Sister blog of Physicists of the Caribbean in which I babble about non-astronomy stuff, because everyone needs a hobby

Monday 17 September 2018

Wally Funk and the sexist space race

Wally Funk was one of the Mercury 13 but she has [still] not given up. The youngest of the group, she had been a flight instructor at Fort Sill military base in Oklahoma when she discovered that a privately funded programme wanted to see if women also had the right stuff for space. It was led by Dr Randolph Lovelace, chairman of NASA’s Life Sciences Committee for Project Mercury and the man who had helped devise America’s first astronaut tests.

The tests ranged from exercising until the point of collapse, swallowing a one metre long piece of rubber tubing to measure the stomach’s gastric juices, and having ice water dripped into their ears – a process so unpleasant it often made people lose control of their body. During the isolation test, which could mess with people’s minds, she performed better than all the potential astronauts – male and female. She remained in a dark soundproof room, floating in water, for 10 hours and 35 minutes. They ended the test. Not her.

When you get to the stage of demolishing all objective tests and they still don't take you seriously, there really isn't any explanation but endemic sexism.

Tereshkova also faced significant distrust within the space industry with rumours undermining her achievements circulating for several decades. Many were from Soviet scientists who reported that Tereshkova had had last-minute nerves and vomited in space. This implication was that nausea, a common side effect of space travel, was a sign of weakness.

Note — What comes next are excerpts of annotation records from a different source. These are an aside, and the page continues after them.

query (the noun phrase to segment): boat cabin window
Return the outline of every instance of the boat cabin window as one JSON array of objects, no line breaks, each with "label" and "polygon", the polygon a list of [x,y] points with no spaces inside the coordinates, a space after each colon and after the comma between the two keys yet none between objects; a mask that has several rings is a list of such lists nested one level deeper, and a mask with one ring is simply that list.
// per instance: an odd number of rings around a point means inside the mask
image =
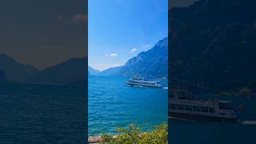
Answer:
[{"label": "boat cabin window", "polygon": [[193,106],[193,111],[200,111],[200,106]]},{"label": "boat cabin window", "polygon": [[232,110],[230,102],[219,102],[218,107],[222,110]]},{"label": "boat cabin window", "polygon": [[185,106],[184,105],[178,105],[178,110],[184,110]]},{"label": "boat cabin window", "polygon": [[177,104],[171,104],[171,106],[170,106],[171,107],[171,109],[178,109],[178,105]]},{"label": "boat cabin window", "polygon": [[186,105],[186,110],[192,110],[192,106]]},{"label": "boat cabin window", "polygon": [[215,110],[214,107],[209,107],[209,113],[215,113]]},{"label": "boat cabin window", "polygon": [[208,112],[208,107],[201,106],[201,112]]}]

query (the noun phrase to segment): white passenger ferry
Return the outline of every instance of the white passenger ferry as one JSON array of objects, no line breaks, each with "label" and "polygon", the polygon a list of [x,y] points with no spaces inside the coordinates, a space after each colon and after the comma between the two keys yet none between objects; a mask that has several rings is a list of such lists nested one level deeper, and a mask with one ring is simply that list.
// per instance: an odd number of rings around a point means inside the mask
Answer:
[{"label": "white passenger ferry", "polygon": [[[181,94],[178,95],[178,94]],[[238,116],[230,101],[204,100],[186,96],[186,91],[171,91],[169,116],[182,119],[236,122]]]},{"label": "white passenger ferry", "polygon": [[149,86],[149,87],[162,87],[160,81],[148,80],[146,78],[134,77],[126,82],[126,85],[129,86]]}]

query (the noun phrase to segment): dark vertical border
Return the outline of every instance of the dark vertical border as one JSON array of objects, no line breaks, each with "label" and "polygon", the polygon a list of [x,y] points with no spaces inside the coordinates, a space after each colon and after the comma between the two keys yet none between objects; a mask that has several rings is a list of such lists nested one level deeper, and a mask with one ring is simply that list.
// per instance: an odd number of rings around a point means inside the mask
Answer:
[{"label": "dark vertical border", "polygon": [[79,25],[79,49],[85,50],[85,61],[86,66],[85,69],[85,86],[84,89],[84,96],[85,96],[85,110],[84,114],[84,130],[85,130],[85,143],[87,143],[88,140],[88,0],[79,0],[79,13],[84,15],[84,20]]},{"label": "dark vertical border", "polygon": [[86,21],[85,21],[85,30],[83,30],[85,32],[85,37],[84,37],[84,40],[85,40],[85,50],[86,50],[86,66],[85,66],[85,69],[86,69],[86,119],[85,119],[85,122],[86,122],[86,142],[87,142],[88,141],[88,0],[82,0],[84,1],[85,4],[83,6],[85,6],[85,16],[86,16]]}]

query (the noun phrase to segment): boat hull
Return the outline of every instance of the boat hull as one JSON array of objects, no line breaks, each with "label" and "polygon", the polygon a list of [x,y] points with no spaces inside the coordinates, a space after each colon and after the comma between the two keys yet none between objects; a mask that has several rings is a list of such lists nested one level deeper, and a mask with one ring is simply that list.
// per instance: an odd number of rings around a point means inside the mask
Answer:
[{"label": "boat hull", "polygon": [[238,118],[221,118],[206,115],[190,114],[182,114],[170,112],[169,113],[170,118],[181,118],[181,119],[192,119],[199,121],[213,121],[213,122],[236,122]]}]

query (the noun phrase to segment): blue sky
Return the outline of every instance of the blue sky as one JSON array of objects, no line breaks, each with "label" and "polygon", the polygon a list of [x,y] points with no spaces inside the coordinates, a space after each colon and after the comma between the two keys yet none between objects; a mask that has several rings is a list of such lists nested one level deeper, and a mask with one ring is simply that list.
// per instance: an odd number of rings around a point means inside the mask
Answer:
[{"label": "blue sky", "polygon": [[124,65],[168,34],[168,0],[88,0],[89,66]]},{"label": "blue sky", "polygon": [[85,57],[85,46],[78,45],[78,22],[86,16],[84,4],[70,0],[2,1],[0,53],[38,69]]}]

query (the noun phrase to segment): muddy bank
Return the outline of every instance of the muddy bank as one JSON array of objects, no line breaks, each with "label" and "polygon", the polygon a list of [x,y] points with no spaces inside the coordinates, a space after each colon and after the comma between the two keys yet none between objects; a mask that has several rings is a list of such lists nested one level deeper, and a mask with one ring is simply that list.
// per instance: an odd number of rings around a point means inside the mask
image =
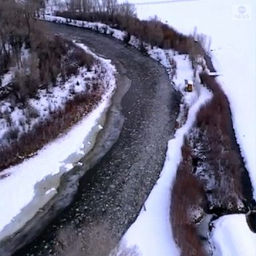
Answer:
[{"label": "muddy bank", "polygon": [[[85,252],[83,244],[96,249],[104,243],[100,236],[93,239],[88,235],[95,233],[99,227],[100,233],[111,239],[104,249],[106,255],[135,219],[159,177],[167,142],[173,135],[180,96],[171,86],[165,69],[133,47],[83,29],[49,25],[53,32],[72,37],[111,59],[120,75],[131,80],[131,86],[122,101],[125,121],[117,142],[81,179],[68,209],[15,255],[68,255],[61,253],[60,235],[68,230],[71,241],[83,241],[76,246],[83,251],[80,255],[93,255],[95,251]],[[67,250],[71,243],[67,243]]]}]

Even Chris Kraft, NASA’s first flight director for human spaceflight, judged Tereshkova harshly. “Their first woman was an absolute basket case when she was in orbit and they were damned lucky to get her back,” Kraft told me in 1997, after I had asked why NASA didn’t select female astronauts in the 1960s. The US space agency didn’t admit women into its astronaut corps until 1978. “She was nothing but hysterical while she flew,” Kraft replied. “How do you know we wouldn’t have gotten into that situation as well?”

The reality, of course, was somewhat different. In 2004 the (now) professor of engineering revealed that during her flight she had noticed that her spacecraft, Vostok 6, was pointing in the wrong direction on entering orbit. There had been an error in the automatic orientation system. This meant that, if she was instructed to fire the retrorockets on returning to Earth, the spacecraft would have been propelled into a higher orbit and Tereshkova would have died in space from starvation.

Instead Tereshkova informed ground control and, once confirmed, they sent commands to correct the problem. I heard Tereshkova speak in London’s Science Museum in 2015, when her spacecraft was being exhibited. She had kept this potentially fatal problem a secret for over thirty years so that the engineer responsible was not punished.

Once commercial spaceflight is underway, the number of female astronauts will increase even further. Funk hopes to be one of them. In 2010 she bought a $200,000 ticket from Virgin Galactic to fly on board their spaceplane SpaceShipTwo. Their first passenger flight is expected within the next year. Funk hopes to be on board. An astronaut at last.